Karachi Chamber of Commerce and Industry (KCCI) revealed that nowadays it is constantly receiving many complaints from its members who are being offered 3 to 4 percent less exchange rate against the current market value in case they bear old-design notes.
He said, Exchange Companies (ECs) reluctant convert the old-design US$100 notes and were charging 3 to 4 percent fee to exchange the old bills with the new ones or convert them into Pakistani rupee, which is highly unfair, totally illegal and sheer looting by the Exchange Companies .
Adding that the Central Bank must to take action against the cartel of Exchange Companies , responsible for creating a strange situation and triggering anxiety amongst the public he asked, “When the old-design notes are acceptable all over the world then why ECs are reluctant to exchange the same in Pakistan.”

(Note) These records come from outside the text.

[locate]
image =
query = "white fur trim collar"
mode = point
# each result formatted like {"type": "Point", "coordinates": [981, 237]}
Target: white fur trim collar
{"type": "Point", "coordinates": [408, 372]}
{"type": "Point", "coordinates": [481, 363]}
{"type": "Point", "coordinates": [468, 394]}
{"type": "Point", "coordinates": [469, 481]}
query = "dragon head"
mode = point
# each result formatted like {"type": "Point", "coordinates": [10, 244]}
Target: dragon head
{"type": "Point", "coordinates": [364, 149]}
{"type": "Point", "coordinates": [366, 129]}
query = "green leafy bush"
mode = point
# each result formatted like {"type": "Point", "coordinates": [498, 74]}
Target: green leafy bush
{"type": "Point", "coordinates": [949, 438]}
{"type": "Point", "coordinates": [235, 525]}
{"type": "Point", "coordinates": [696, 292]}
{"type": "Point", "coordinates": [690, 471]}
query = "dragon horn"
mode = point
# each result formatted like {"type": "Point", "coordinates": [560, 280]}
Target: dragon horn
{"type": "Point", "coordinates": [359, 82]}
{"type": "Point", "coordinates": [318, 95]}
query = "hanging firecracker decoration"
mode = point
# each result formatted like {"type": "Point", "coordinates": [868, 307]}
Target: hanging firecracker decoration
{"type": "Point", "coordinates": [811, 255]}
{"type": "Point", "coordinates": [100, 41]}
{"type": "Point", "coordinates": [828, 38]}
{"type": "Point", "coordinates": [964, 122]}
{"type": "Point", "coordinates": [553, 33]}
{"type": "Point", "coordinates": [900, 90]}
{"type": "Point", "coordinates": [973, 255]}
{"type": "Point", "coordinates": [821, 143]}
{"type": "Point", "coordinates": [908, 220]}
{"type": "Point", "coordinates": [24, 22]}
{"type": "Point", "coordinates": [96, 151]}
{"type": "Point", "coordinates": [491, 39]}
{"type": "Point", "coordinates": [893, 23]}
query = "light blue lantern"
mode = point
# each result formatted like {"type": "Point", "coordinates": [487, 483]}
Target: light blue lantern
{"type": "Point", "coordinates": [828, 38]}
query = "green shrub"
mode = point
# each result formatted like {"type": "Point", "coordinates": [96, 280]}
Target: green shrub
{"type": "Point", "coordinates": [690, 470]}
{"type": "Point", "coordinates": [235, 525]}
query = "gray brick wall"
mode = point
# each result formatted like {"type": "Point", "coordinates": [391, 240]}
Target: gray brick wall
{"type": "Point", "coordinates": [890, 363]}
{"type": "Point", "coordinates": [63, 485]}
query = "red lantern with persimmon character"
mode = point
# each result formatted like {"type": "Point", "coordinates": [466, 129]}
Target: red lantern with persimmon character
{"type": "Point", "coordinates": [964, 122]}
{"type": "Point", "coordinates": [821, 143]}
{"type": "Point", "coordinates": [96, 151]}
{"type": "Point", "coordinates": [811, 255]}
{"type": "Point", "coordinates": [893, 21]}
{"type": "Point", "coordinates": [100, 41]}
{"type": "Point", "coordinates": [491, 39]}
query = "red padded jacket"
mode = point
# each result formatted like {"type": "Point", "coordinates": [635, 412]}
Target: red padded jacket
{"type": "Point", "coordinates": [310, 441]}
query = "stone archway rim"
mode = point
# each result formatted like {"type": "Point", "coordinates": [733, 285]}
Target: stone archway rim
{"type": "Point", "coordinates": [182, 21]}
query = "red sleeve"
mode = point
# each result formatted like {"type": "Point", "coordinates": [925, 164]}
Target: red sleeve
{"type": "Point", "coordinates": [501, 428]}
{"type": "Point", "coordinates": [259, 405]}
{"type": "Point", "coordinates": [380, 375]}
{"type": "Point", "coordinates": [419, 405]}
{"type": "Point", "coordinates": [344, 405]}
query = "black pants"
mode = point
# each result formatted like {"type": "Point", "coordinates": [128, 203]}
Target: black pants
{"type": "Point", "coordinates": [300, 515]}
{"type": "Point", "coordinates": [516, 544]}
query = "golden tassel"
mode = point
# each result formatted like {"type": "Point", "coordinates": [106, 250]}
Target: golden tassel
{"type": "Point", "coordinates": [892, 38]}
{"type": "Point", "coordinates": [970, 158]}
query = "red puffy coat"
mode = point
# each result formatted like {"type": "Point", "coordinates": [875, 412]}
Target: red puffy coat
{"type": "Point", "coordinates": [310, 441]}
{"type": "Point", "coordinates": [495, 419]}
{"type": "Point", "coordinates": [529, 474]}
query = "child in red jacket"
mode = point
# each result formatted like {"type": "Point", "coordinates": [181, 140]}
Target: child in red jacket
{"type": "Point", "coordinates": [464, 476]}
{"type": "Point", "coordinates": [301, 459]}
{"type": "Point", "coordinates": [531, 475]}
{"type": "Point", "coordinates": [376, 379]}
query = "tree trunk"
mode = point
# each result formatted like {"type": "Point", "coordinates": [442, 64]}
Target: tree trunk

President KCCI said that it has also come to our knowledge that moneychangers buy old-design notes at a cheaper price and manage to exchange the same in Dubai without incurring any cost and thus make a heavy profit.
According to him, Old- and new-design dollar bills are legal tender and remain acceptable around the world whereas the new-design notes were not something new as these were introduced some five years back but the issue of old and new-design bills keeps resurfacing in Pakistan after intervals as a similar incident took place in January this year and now in August.
The moneychangers who charge 3 to 4 percent fee for exchanging each $100 bill accuse the banks while the banks usually deny these accusations. Therefore, the State Bank, being a well-organized, vigilant and an efficient regulator, has to thoroughly review the entire situation and take action against those responsible for causing loss to the masses, Shamim Firpo said.